Respondent contends claimant did not demonstrate he falls within the “odd-lot” category because he made no showing of a diligent job search. Respondent points to the fact that claimant testified to making a number of applications but on cross-examination stated he had not looked for new employment during the eight months prior to arbitration. Respondent contends this is not the “diligent” job search required under Valley Mould. Respondent also contends that because one of claimant’s vocational counselors identified potential job classifications which claimant could fill, claimant has failed to prove he is unfit to perform work or that he could not become regularly employed in any well-known branch of the labor market. These arguments are without merit.

The evidence before the Commission showed claimant was 52 years of age at the time of the accident. He had, at most, a third-grade education and was functionally illiterate. Claimant possesses an IQ of 73, which is borderline for intellectual functioning. One counselor determined that because of claimant’s lack of intellectual capacity, he could not qualify for any of 66 known job titles or specifications as defined by the Department of Labor. All of the former jobs which claimant has held as an adult as a laborer, foundry worker, or tree cutter appeared to require manual skills beyond claimant’s current physical restrictions.

Even the job classifications which one counselor identified as potentially suitable for claimant were not recommended without limitations. Although the counselor believed claimant might be able to assume these jobs, it was clear claimant would need extensive training to learn the jobs and, in a competitive assembly-line operation, the counselor doubted whether claimant could keep up with productivity demands.
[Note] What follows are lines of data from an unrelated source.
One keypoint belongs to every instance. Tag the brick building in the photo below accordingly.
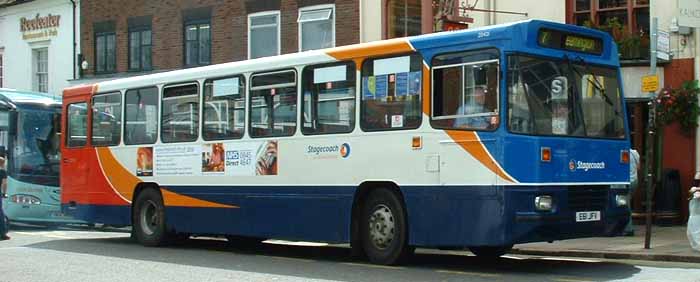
(121, 38)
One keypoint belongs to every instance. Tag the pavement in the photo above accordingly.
(667, 244)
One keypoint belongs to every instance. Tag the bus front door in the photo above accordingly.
(75, 153)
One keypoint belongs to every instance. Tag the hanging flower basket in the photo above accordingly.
(680, 105)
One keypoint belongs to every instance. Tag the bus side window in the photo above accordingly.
(273, 104)
(465, 90)
(391, 93)
(141, 116)
(77, 125)
(180, 115)
(106, 119)
(329, 98)
(224, 108)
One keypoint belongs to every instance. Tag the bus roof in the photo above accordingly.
(520, 33)
(19, 97)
In short, although claimant was theoretically qualified to hold these positions, the counselor doubted, as a practical matter, whether claimant could compete successfully for the jobs because of his limited intellectual capacity.

*902As for the issue of claimant’s diligence in a job search, while it was true claimant stated that he did not reapply for a job during the eight months prior to arbitration, his testimony was unrebutted that he placed a number of applications, filled out by his wife, with various employers, all without success. There is no evidence claimant disregarded potential employment opportunities or refused work which was offered to him. The question of how long a search must continue before it becomes apparent that the possibility for realistic employment is futile is one of fact for the Commission. Claimant met the burden of showing that he was unemployable, although not because of his medical condition alone. Respondent’s own witness, the supervisor of public works, testified that the City did not have any work available for claimant for which he was qualified. Based on claimant’s evidence, we conclude that under Valley Mould the burden shifted to respondent to show that claimant was employable. This burden was not met. Not only did the City have no jobs available within claimant’s limitations, respondent failed to show that any of the theoretical job titles for which claimant was qualified were regularly and continuously available to claimant within the geographical area around the City.

As we have indicated, the question is one of fact for the Commission. In this case, claimant presented sufficient evidence under the standard set forth in Valley Mould from which the Commission could conclude that he was permanently and totally disabled because he fell within the “odd-lot” category of employees. That decision is not against the manifest weight of the evidence.

For the foregoing reasons, the judgment of the Rock Island circuit court is affirmed.

Affirmed.

RAKOWSKI, WOODWARD, SLATER, and RARICK, JJ., concur.